Continental Resources' Bakken Production Surpasses 100,000 boe/d (Gross Operated)

Continental Resources Bakken Shale Map
Continental Resources Bakken Shale Map

Continental Resources' first quarter production averaged 76,900 boe/d net or 63% of company-wide production.

Gross operated production surpassed a significant milestone at more than 100,000 boe/d.

The company is targeting well costs of $8.2 million by year-end 2013 and is well on its way to that goal after spending $8.3 million per well in the first quarter. Expanded use of pad drilling should continue to drive costs down.

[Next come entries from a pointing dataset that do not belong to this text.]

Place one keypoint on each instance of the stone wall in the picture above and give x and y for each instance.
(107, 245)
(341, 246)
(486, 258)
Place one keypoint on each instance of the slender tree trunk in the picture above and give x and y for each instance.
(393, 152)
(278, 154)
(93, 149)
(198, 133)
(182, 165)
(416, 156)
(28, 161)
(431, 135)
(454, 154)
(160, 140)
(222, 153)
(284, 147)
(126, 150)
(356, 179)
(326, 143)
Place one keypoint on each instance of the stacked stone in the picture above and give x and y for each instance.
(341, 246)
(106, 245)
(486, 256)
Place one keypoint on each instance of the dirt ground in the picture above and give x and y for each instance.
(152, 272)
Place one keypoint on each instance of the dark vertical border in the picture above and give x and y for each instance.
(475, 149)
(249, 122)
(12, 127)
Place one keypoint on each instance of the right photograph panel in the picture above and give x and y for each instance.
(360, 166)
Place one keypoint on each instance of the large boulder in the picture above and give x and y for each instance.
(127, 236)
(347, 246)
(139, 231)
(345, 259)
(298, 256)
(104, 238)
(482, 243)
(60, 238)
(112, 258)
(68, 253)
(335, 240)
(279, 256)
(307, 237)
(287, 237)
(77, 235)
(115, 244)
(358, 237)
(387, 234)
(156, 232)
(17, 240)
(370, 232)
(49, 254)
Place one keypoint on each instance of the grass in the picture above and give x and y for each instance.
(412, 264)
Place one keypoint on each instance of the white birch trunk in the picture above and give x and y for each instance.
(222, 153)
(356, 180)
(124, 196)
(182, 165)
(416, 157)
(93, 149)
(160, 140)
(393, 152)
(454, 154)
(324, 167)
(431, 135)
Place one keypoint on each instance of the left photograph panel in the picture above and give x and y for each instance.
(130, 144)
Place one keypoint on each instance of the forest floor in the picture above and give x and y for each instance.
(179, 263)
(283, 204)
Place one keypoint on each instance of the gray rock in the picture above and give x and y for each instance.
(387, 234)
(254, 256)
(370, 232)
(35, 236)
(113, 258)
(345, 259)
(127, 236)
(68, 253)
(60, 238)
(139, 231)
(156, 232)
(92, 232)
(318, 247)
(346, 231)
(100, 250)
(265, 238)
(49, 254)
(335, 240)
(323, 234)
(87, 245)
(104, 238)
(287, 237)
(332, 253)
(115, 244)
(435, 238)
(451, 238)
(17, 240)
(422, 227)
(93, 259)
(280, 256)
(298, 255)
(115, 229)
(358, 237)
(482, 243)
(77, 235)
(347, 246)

Our production growth remained strong despite seasonal challenges in the Bakken. We continue to monitor oil differentials and transportation costs to ensure we realize the most attractive pricing for our premium Bakken oil.
— W. F. "Rick" Bott, Continental's President and Chief Operating Officer

Highlights from the quarter include:

  • Production growth of 14% over the fourth quarter of 2012 and 60% over the first quarter of 2012
  • 80% of operated oil production moving by rail
  • Operated 22 rigs
  • Completed 162 gross (66 net) wells in the quarter
  • Have a 80 gross wells drilled and awaiting completion
  • Average initial production rates in ND were 1,125 boe/d (84% oil)
  • Estimated EURs remained unchanged at 630,000 boe in ND and 430,000 boe in MT
  • Successful Lower Three Forks completions in the quarter have expanded the aerial extent of the play.

Continental currently has six producing wells in the lower benches of the Three Forks with average initial production rates of approximately 1,170 Boe per day.

The number of wells drilled and awaiting completion will fluctuate as Continental expands its pad drilling operations.

Mr. Bott added, "Quarter after quarter, our Bakken operations continue to deliver impressive growth with highly attractive returns. On the exploration front, we are very excited about the continual success of our Lower Three Forks productivity tests. Our cost focus has put us ahead of target on reducing average drilling and completion well costs in the Bakken. Based on field estimates, we are down to approximately $8.3 million in April 2013."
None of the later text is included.